Сетевые драйверы в Docker

Для того, чтобы работать с сетью Docker необходимы драйверы. Имеется несколько драйверов по умолчанию, которые обеспечивают основной функционал по работе с сетью:

• none: отключение всех сетевых ресурсов.

• bridge: сетевой драйвер по умолчанию. По сути, это мост между контейнером и хостовой машиной. Мостовые сети обычно используются, когда приложения выполняются в автономных контейнерах, которые должны взаимодействовать друг с другом.

• host: для автономных контейнеров устраняется сетевая изолированность между контейнером и хостом Docker и напрямую используются сетевые ресурсы хоста.

• overlay: наложенные сети соединяют несколько демонов Docker.

• macvlan: сети Macvlan позволяют присваивать контейнеру MAC-адрес, благодаря чему он выглядит как физическое устройство в сети.

Смотрим настройки

Для начала посмотрим, какие именно настройки сети у нас имеются. Сделать это можно с помощью следующей команды:

docker network ls

Картинка с сайта: habr.com

Как видно, Docker назначает сетям идентификаторы по аналогии с идентификаторами для контейнеров.
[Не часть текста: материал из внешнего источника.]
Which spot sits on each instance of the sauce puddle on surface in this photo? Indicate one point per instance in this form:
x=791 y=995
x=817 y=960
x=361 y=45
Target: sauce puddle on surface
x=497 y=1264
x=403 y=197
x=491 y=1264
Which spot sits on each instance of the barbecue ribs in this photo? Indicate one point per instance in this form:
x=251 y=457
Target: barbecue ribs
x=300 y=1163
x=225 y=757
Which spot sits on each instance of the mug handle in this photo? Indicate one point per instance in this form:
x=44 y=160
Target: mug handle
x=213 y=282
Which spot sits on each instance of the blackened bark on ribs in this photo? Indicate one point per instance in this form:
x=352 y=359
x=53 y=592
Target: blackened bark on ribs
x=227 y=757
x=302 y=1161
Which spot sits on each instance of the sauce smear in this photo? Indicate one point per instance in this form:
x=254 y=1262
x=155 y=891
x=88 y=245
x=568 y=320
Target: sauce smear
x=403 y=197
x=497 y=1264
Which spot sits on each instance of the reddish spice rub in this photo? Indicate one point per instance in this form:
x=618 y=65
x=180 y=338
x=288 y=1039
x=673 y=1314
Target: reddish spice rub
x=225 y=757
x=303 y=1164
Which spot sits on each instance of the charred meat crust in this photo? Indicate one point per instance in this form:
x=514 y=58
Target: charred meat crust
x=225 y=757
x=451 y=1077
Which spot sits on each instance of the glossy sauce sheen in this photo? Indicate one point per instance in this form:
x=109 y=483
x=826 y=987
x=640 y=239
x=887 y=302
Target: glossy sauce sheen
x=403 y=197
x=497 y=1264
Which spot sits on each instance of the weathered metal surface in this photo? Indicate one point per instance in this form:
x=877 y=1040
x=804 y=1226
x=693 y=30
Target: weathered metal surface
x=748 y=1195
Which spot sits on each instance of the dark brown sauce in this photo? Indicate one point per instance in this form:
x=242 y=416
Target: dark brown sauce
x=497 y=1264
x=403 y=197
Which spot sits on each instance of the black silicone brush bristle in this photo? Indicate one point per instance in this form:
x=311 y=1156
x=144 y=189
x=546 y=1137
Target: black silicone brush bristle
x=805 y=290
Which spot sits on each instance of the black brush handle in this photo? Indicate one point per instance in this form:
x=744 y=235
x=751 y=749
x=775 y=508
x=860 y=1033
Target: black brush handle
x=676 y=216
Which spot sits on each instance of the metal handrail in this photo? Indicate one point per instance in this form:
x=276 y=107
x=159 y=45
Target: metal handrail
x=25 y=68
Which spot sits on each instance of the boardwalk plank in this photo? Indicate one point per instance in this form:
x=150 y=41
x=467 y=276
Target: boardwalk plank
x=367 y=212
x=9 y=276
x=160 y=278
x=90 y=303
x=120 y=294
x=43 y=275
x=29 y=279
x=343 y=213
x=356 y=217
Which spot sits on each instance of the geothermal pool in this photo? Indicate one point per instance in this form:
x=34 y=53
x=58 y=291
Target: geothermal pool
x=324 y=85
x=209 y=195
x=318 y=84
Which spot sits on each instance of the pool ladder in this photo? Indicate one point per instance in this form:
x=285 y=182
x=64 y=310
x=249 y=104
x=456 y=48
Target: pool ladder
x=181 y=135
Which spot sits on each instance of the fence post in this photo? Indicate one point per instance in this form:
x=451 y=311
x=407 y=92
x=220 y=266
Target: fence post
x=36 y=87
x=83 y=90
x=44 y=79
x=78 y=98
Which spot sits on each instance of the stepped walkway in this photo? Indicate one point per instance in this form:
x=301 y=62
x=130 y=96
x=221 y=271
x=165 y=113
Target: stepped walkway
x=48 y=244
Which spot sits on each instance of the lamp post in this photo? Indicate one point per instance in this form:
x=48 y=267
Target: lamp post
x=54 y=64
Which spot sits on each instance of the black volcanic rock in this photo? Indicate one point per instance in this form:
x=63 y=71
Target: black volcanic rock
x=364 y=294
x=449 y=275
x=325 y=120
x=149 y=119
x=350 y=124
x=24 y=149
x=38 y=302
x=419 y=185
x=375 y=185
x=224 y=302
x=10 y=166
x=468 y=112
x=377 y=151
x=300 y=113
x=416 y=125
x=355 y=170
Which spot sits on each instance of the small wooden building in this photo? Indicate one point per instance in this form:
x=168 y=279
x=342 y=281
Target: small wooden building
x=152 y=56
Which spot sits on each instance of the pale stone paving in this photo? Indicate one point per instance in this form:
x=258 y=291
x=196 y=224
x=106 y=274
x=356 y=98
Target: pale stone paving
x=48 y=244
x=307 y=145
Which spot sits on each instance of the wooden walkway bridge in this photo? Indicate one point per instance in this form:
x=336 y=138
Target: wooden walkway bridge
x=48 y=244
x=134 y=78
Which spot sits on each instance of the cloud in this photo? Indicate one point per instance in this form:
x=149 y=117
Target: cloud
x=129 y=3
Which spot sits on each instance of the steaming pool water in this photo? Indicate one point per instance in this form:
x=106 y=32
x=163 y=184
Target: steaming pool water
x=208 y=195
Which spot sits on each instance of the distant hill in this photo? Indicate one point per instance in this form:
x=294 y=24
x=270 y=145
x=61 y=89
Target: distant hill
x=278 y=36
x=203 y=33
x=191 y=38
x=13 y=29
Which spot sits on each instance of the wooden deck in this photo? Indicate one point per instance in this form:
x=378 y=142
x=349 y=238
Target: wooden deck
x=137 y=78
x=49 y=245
Если мы хотим посмотреть более подробную информацию о той или иной сети, мы можем прибегнуть к помощи следующей команды:

docker network inspect [OPTIONS] NETWORK [NETWORK...]

Подробнее мы можем посмотреть настройки для каждой сети.

$ docker network inspect none

$ docker network inspect bridge

$ docker network inspect host

Посмотрим пример для bridge:

Картинка с сайта: habr.com

Как видно, в настройках уже указаны подсеть, шлюз по умолчанию и другие параметры. Далее поговорим, о том, что из себя представляет каждый из драйверов.

Драйвер, которого нет

Иногда, контейнер должен функционировать в полностью изолированной среде. То есть, нам не требуется сетевой стек в контейнере. В таком случае, при запуске контейнера необходимо использовать флаг —network none. Результатом работы этой команды будет создание устройства loopback.

Посмотрим на примере:

Картинка с сайта: habr.com

Как видно, мы не можем выбраться за пределы контейнера и пропинговать внешние ресурсы.

Режим моста

Более интересным с практической точки зрения является использование режима моста.  Для работы с драйвером Bridge необходимо предварительно установить необходимые плагины:

$ sudo apt-get update -y

$ sudo apt-get install bridge-utils

Мостовая сеть обеспечивает взаимодействие подключенных к ней контейнеров. Соответственно, устройство Bridge перенаправляет трафик между сегментами сети. При этом, важной особенностью мостовой сети является то, что здесь обеспечивается изоляция от контейнеров, которые не подключены к данной мостовой сети. Тем самым мы получаем выделенную сеть, внутри которой контейнеры могут функционировать беспрепятственно, но которые защищены от взаимодействия с внешними контейнерами. Для того, чтобы находиться в одной мостовой сети, контейнеры должны выполняться на одном и том же хосте демона Docker.

Однако, важно понимать, что сетевые параметры мостовой сети по умолчанию изменить нельзя. Запущенные контейнеры подключаются к мостовой сети bridge по умолчанию, если не указано иное. Это влечет за собой определенный риск, поскольку несвязанные стеки/сервисы/контейнеры могут начать взаимодействовать друг с другом.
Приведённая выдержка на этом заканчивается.